The probability of transmission confirmed by a reported positive test increased initially linearly with duration of exposure (1.1 per cent per hour) and continued increasing over several days.

While most exposures were short, transmissions typically resulted from exposures lasting one hour to several days.

Households accounted for about 6 per cent of contacts but 40 per cent of transmissions.

"With sufficient preparation, privacy-preserving yet precise analyses of risk that would inform public health measures, based on digital contact tracing, could be performed within weeks of a new pathogen emerging," said Luca Ferretti, from Oxford's Department for Medicine.

The study analysed 7 million Covid contacts from the app between April 2021 and February 2022, involving 23 million hours of exposure and 240,000 reported positive tests.

Contacts were assessed based on proximity, duration, and infectiousness scores as calculated by the app, which were then used to estimate the transmission risk.

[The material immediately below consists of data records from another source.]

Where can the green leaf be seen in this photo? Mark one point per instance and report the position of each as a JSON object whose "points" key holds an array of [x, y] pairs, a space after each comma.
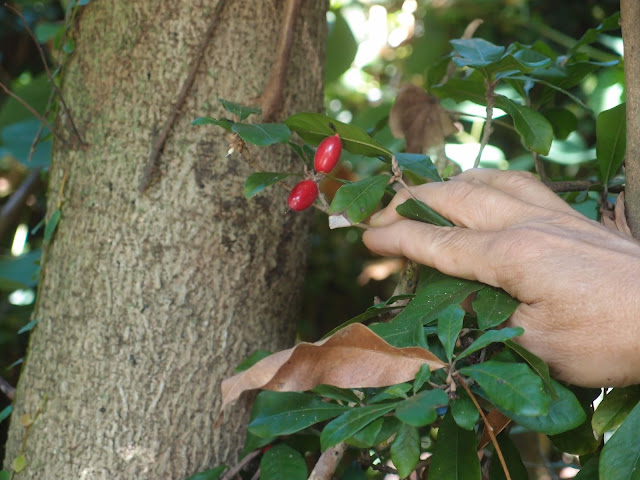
{"points": [[493, 306], [223, 122], [282, 461], [511, 454], [405, 450], [455, 456], [19, 463], [28, 327], [240, 110], [489, 337], [419, 164], [433, 298], [52, 224], [20, 272], [262, 134], [314, 127], [366, 437], [512, 386], [416, 210], [611, 140], [449, 326], [464, 411], [357, 200], [284, 413], [614, 408], [212, 474], [352, 422], [421, 377], [535, 130], [260, 180], [620, 457], [535, 362], [251, 360], [420, 410], [5, 413], [565, 413]]}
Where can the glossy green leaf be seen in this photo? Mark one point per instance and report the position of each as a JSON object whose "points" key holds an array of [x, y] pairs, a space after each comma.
{"points": [[535, 362], [222, 122], [20, 272], [366, 437], [52, 224], [419, 164], [240, 110], [511, 454], [565, 413], [251, 360], [314, 127], [449, 326], [284, 413], [464, 411], [420, 409], [620, 457], [433, 298], [5, 413], [212, 474], [535, 130], [282, 461], [493, 306], [614, 408], [421, 377], [417, 210], [512, 386], [358, 200], [256, 182], [405, 450], [351, 422], [611, 140], [455, 456], [489, 337], [262, 134]]}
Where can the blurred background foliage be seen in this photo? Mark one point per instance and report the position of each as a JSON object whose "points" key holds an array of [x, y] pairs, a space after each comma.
{"points": [[374, 47]]}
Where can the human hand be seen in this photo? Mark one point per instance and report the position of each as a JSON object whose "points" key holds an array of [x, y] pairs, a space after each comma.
{"points": [[577, 281]]}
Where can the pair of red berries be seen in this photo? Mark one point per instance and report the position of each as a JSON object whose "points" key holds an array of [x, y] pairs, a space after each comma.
{"points": [[327, 155]]}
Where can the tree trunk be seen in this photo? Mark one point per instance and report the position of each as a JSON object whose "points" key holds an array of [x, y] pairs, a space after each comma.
{"points": [[147, 301]]}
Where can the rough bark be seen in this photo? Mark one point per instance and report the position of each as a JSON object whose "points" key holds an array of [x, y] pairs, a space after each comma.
{"points": [[147, 301], [630, 19]]}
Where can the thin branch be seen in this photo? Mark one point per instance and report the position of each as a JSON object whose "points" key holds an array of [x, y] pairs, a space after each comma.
{"points": [[488, 126], [328, 462], [35, 114], [46, 67], [488, 426], [151, 169], [235, 470]]}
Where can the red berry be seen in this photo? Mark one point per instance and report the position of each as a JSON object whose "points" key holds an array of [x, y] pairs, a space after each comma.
{"points": [[328, 154], [303, 195]]}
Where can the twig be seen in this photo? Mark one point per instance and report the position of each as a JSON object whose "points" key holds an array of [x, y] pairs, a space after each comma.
{"points": [[488, 126], [271, 98], [46, 67], [488, 426], [35, 114], [328, 462], [235, 470], [8, 389], [151, 169]]}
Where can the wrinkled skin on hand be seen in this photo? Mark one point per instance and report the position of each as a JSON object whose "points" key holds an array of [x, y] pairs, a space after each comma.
{"points": [[578, 281]]}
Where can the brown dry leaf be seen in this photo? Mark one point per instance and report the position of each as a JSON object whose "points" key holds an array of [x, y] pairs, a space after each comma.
{"points": [[353, 357], [418, 117], [498, 422]]}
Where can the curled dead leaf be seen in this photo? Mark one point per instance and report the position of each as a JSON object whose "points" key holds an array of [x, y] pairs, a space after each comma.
{"points": [[354, 357]]}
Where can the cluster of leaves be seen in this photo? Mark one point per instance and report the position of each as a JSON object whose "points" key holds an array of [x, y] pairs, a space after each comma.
{"points": [[437, 410]]}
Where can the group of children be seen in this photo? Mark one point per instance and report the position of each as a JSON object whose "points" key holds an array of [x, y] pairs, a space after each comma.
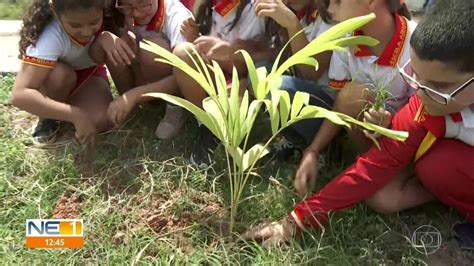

The results showed immediate implications for contact tracing.

"We found that the cumulative duration of exposure to infected individuals is a key predictor of transmission in the Covid-19 pandemic, and needs to be accounted for in preparation for future epidemics of respiratory pathogens," Ferretti said.

"Since duration of exposure to known cases can usually be recalled without the support of digital tools, it could be immediately incorporated into manual contact tracing interviews," the researchers said.

The researchers said, if deployed at scale, contact tracing apps for infectious diseases have potential not only as interventions to reduce transmission, but also as tools to develop quantitative epidemiological understanding.

Doing this and translating it into improved interventions takes time.

"We should strive to accelerate and improve this process as a key step toward preparedness for future epidemics," the researchers said in the paper.

They called for the development of tools and methods for quantitative risk measurement and to integrate them into the public health toolbox for the benefits they can bring now and in readiness for rapid deployment at the start of the next pandemic.